4.4.2 Aanvulend afwegingskader

Een in artikel 4.4.1 genoemde ontheffing kan bovendien slechts worden verleend indien geen onevenredige aantasting plaatsvindt van:

  • a. het straat- en bebouwingsbeeld;
  • b. de milieusituatie;
  • c. de verkeersveiligheid;
  • d. de gebruiksmogelijkheden van de aangrenzende gronden;
  • e. de sociale veiligheid.

4.4.3 Procedure

Een besluit tot het verlenen van ontheffing wordt niet genomen dan nadat belanghebbenden gedurende twee weken in de gelegenheid zijn gesteld schriftelijk of mondeling hun zienswijze kenbaar te maken aan burgemeester en wethouders.

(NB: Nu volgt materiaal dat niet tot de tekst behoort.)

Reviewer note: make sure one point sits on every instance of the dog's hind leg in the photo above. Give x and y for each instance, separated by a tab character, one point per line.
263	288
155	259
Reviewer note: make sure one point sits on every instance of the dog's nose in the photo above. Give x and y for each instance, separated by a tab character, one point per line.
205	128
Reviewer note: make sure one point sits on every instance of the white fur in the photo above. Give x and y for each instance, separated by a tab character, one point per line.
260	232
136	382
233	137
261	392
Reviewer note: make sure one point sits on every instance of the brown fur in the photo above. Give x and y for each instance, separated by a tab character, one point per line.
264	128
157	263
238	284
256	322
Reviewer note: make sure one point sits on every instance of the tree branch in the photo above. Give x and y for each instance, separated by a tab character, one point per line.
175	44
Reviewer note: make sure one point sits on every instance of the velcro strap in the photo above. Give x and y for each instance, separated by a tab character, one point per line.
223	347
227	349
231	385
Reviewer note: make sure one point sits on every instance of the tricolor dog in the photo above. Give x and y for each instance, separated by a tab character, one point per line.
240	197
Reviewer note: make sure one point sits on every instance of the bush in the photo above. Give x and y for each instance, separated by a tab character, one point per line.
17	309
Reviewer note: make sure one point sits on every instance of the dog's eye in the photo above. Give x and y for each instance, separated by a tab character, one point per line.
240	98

4.5 Specifieke gebruiksregels

Tot een met de bestemming strijdig gebruik als bedoeld in artikel 7.10 Wro, wordt in ieder geval gerekend het gebruik van de gronden en opstallen anders dan het toegestane gebruik op grond van het bepaalde in artikel 4.1, meer in het bijzonder:

  • a. het gebruik van de gronden als standplaats voor kampeermiddelen, waaronder tevens stacaravans of het permanent plaatsen van caravans op kampeerterreinen of kleinschalige campings, alsmede caravans of woonunits ten behoeve van de bewoning door arbeidsmigranten, met uitzondering van de gronden met permanente bewoning of de aanduiding 'minicamping';
  • b. het gebruik van de gronden als stort- of opslagplaats van al dan niet aan het gebruik onttrokken voorwerpen, stoffen en materialen, behoudens opslag die geschiedt in het kader van de normale agrarische bedrijfsvoering;
  • c. het gebruik van gronden en opstallen voor detailhandel, anders dan toegestaan op grond van de in dit plan opgenomen regels, en in het bijzonder behoudens detailhandel als ondergeschikte nevenactiviteit van het niet-agrarische bedrijf en dan uitsluitend in de producten die zijn vermeld in de Staat van niet-agrarische bedrijven en in de omvang waarin deze op het tijdstip van de inwerkingtreding van dit bestemmingsplan bestaan;
  • d. het gebruik van gronden en opstallen voor nevenactiviteiten, anders dan toegestaan op grond van de in dit plan opgenomen regels;
  • e. het gebruik van gronden en opstallen voor mestbewerking/-verwerking als nevenactiviteit ten behoeve van meerdere bedrijven is niet toegestaan, met dien verstande dat mestbewerking/-verwerking als nevenactiviteit voor het eigen agrarisch bedrijf wel is toegestaan;
  • f. het gebruik bebouwing voor de tijdelijke huisvesting van arbeidsmigranten;
  • g. het gebruik van bedrijfsgebouwen (stallen) en bijgebouwen ten behoeve van (zelfstandige) bewoning;
  • h. het gebruik van recreatiewoningen ten behoeve van permanente bewoning;
  • i. het gebruik van de agrarische bedrijfswoning voor burgerbewoning. Dit verbod geldt niet voor bewoningssituaties die reeds op 1 september 2007 bestaand waren dan wel voor situaties waarvoor na 1 september 2007 een tijdelijk persoonsgebonden gedoogbeschikking is verleend;
  • j. het gebruik van de gronden voor de beoefening van lawaaisporten.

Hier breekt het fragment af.